Read the actual text (in either English or German). And then consult some of the scholarly literature (including the biography by Franz Mehring, Karl Marx: The Story of His Life, which remains after all these years one of the best, precisely because Mehring combines insights into Marx’s character with a sophisticated reading of Marx’s writings).

What you will find is not an essay that is antisemitic, whether straightforwardly or otherwise, but a critique of Bruno Bauer (and, implicitly, of Hegel) and an early argument in favor of “general human emancipation” as against merely “political emancipation”—an application of Ludwig Feurerbach’s notion of alienation, articulated long before Marx “discovers” communism and materialism.

In the first part, Marx criticizes Bauer for focusing on one aspect of emancipation (“Who is to emancipate? Who is to be emancipated?”) and forgetting about the other (“What kind of emancipation is in question? What conditions follow from the very nature of the emancipation that is demanded?”) and explains that political emancipation from religion (in the transition from the Christian state such as in Germany to the political state in its “completely developed form,” such as in North America) leaves religion in existence as a purely private matter, within civil society, based on the “rights of man.”

None of the so-called rights of man, therefore, go beyond egoistic man, beyond man as a member of civil society – that is, an individual withdrawn into himself, into the confines of his private interests and private caprice, and separated from the community. In the rights of man, he is far from being conceived as a species-being; on the contrary, species-life itself, society, appears as a framework external to the individuals, as a restriction of their original independence. The sole bond holding them together is natural necessity, need and private interest, the preservation of their property and their egoistic selves. . .

Hence, man was not freed from religion, he received religious freedom. He was not freed from property, he received freedom to own property.
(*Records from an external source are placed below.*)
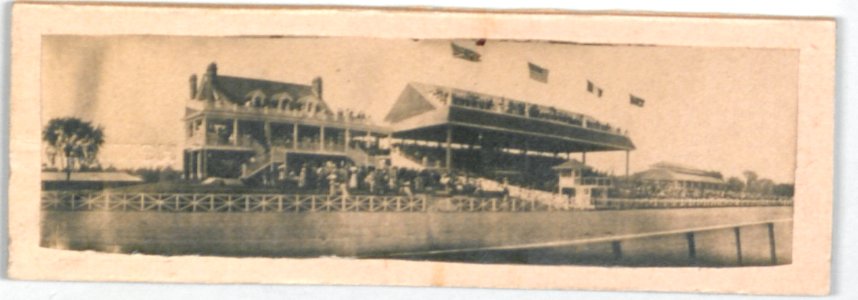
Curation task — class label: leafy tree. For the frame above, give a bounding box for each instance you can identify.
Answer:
[42,118,104,180]
[727,176,745,193]
[772,183,795,198]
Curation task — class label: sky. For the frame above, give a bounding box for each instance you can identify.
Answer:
[41,36,798,182]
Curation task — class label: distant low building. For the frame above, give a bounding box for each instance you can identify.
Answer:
[633,162,727,198]
[42,171,143,191]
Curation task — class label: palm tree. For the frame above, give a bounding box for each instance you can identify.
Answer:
[42,118,104,180]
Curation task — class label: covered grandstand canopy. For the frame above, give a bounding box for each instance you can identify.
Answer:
[385,83,635,153]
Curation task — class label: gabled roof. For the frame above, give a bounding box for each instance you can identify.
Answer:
[385,82,596,122]
[551,159,592,171]
[635,169,724,184]
[652,161,711,176]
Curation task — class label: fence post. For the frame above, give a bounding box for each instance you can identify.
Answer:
[685,232,697,265]
[766,223,778,265]
[733,227,743,266]
[611,241,623,263]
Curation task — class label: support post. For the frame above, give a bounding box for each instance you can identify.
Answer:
[685,232,697,265]
[626,150,629,179]
[319,126,325,151]
[445,125,453,172]
[343,128,352,151]
[766,223,778,266]
[522,139,530,174]
[194,150,203,179]
[611,241,623,262]
[200,117,209,145]
[232,119,241,146]
[733,227,743,266]
[262,121,271,147]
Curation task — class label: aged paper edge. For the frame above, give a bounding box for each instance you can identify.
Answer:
[3,3,824,295]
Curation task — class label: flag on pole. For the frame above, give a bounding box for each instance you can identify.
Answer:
[450,43,480,62]
[527,62,548,83]
[629,94,646,107]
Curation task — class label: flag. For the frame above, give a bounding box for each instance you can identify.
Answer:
[629,95,646,107]
[450,43,480,62]
[527,62,548,83]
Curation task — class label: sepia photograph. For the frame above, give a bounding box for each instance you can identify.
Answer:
[8,3,835,295]
[36,36,798,267]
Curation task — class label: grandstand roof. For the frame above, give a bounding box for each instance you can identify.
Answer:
[552,159,591,171]
[635,162,724,184]
[385,83,635,152]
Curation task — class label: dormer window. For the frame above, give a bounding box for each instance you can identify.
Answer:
[244,90,266,107]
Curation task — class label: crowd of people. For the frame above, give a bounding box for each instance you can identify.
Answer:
[280,161,502,196]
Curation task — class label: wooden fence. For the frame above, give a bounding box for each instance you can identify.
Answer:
[41,192,792,213]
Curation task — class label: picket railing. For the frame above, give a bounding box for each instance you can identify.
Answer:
[42,192,792,213]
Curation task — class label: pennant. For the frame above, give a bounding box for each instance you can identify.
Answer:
[629,95,646,107]
[450,43,480,62]
[527,62,548,83]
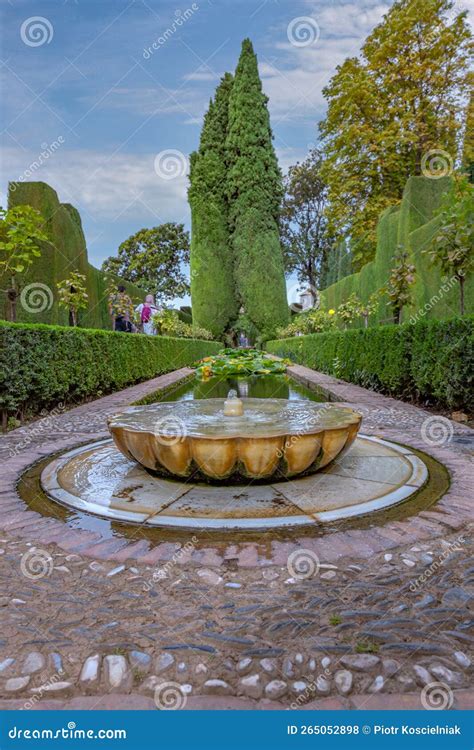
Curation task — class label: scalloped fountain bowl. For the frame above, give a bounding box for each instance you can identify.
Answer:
[108,394,362,483]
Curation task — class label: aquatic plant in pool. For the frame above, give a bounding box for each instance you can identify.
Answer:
[196,349,291,380]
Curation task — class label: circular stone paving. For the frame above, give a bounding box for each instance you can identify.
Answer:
[41,435,428,529]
He was not freed from the egoism of business, he received freedom to engage in business.

In the second part, Marx proceeds to contest Bauer’s reduction of Jewish emancipation to a purely religious question and to transform it into a fully social question.

Let us consider the actual, worldly Jew – not the Sabbath Jew, as Bauer does, but the everyday Jew.

Let us not look for the secret of the Jew in his religion, but let us look for the secret of his religion in the real Jew.

What is the secular basis of Judaism? Practical need, self-interest. What is the worldly religion of the Jew? Huckstering. What is his worldly God? Money.

Very well then! Emancipation from huckstering and money, consequently from practical, real Judaism, would be the self-emancipation of our time.

Far from providing evidence of Marx’s antisemitism, “On the Jewish Question” is precisely an argument in favor of social emancipation, for moving beyond a society in which “alienated man and alienated nature” have been converted “into alienable, vendible objects subjected to the slavery of egoistic need and to trading”—in other words, beyond capitalism.